Hoogkokend verwijst naar een stof met een hoog kookpunt, wat betekent dat er een relatief hoge temperatuur voor nodig is om te verdampen of in een gas te veranderen. Over het algemeen zijn stoffen met een hoog kookpunt stoffen met een kookpunt boven de 100°C (212°F). Voorbeelden van stoffen met een hoog kookpunt zijn: 1. Water: Water heeft een kookpunt van 100°C (212°F), wat als een relatief hoog kookpunt wordt beschouwd in vergelijking met andere vloeistoffen.
2. Oliën en vetten: Veel soorten oliën en vetten hebben hoge kookpunten, zoals kokosolie (176°C/350°F), olijfolie (216°C/420°F) en reuzel (250°C/482°F). F).
3. Alcoholen: Ethanol, isopropylalcohol en andere soorten alcoholen hebben hoge kookpunten, doorgaans tussen 78°C en 95°C (172°F en 203°F).

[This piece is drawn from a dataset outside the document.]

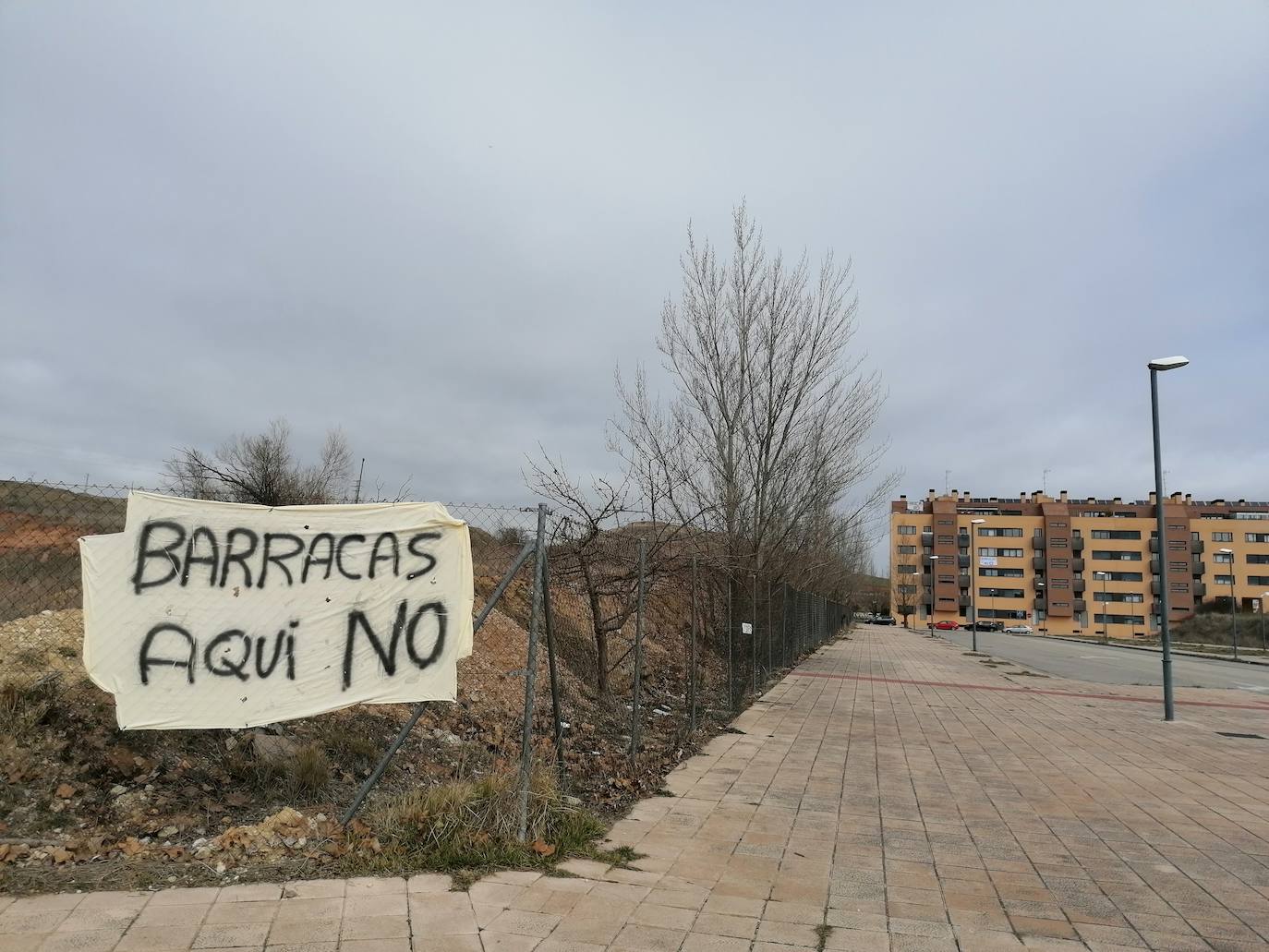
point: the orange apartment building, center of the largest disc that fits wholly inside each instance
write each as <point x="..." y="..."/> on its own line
<point x="1074" y="566"/>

4. Glycolen: Glycolen, zoals ethyleenglycol en propyleenglycol, hebben hoge kookpunten, doorgaans rond de 190°C tot 200°C (374°F tot 400°F). Aromatische verbindingen: Sommige aromatische verbindingen, zoals benzeen en tolueen, hebben hoge kookpunten, doorgaans tussen 80°C en 150°C (176°F en 302°F). Stoffen met een hoog kookpunt worden vaak gebruikt in toepassingen waar ze moeten blijven bij hoge temperaturen in vloeibare toestand, zoals bij koken, schoonmaken of industriële processen.